Page MenuHomePhabricator

[X86] Add isel pattern infrastructure to begin recognizing when we're inserting 0s into the upper portions of a vector register and the producing instruction as already produced the zeros.
ClosedPublic

Authored by craig.topper on Sep 8 2017, 4:40 PM.

Details

Summary

Currently if we're inserting 0s into the upper elements of a vector register we insert an explicit move of the smaller register to implicitly zero the upper bits. But if we can prove that they are already zero we can skip that. This is based on a similar idea of what we do to avoid emitting explicit zero extends for GR32->GR64.

Unfortunately, this is harder for vector registers because there are several opcodes that don't have VEX equivalent instructions, but can write to XMM registers. Among these are SHA instructions and a MMX->XMM move. Bitcasts can also get in the way.

So for now I'm starting with explicitly allowing only VPMADDWD because we emit zeros in combineLoopMAddPattern. So that is placing extra instruction into the reduction loop.

I'd like to allow PSADBW as well after D37453, but that's currently blocked by a bitcast. We either need to peek through bitcasts or canonicalize insert_subvectors with zeros to remove bitcasts on the value being inserted.
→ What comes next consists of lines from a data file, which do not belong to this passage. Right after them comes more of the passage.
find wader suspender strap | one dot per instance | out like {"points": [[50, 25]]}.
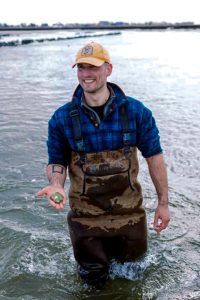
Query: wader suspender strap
{"points": [[78, 135], [125, 129], [74, 113]]}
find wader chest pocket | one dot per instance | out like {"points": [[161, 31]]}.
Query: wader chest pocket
{"points": [[107, 178]]}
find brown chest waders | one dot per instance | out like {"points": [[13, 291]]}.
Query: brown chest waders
{"points": [[107, 220]]}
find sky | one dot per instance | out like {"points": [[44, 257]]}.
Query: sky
{"points": [[90, 11]]}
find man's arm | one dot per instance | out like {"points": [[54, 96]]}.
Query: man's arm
{"points": [[56, 175], [158, 173]]}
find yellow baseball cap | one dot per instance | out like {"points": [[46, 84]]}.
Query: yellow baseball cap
{"points": [[92, 53]]}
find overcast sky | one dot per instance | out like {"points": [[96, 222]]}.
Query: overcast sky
{"points": [[89, 11]]}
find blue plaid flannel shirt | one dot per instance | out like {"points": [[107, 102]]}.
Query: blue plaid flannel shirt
{"points": [[102, 135]]}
Longer term we should probably have a cleanup pass that removes superfluous zeroing moves even when the producer is in another basic block which is something these isel tricks can't do. See PR32544.

Diff Detail

Repository
rL LLVM

Event Timeline

craig.topper created this revision.Sep 8 2017, 4:40 PM
igorb accepted this revision.Sep 15 2017, 1:36 AM

LGTM

This revision is now accepted and ready to land.Sep 15 2017, 1:36 AM
This revision was automatically updated to reflect the committed changes.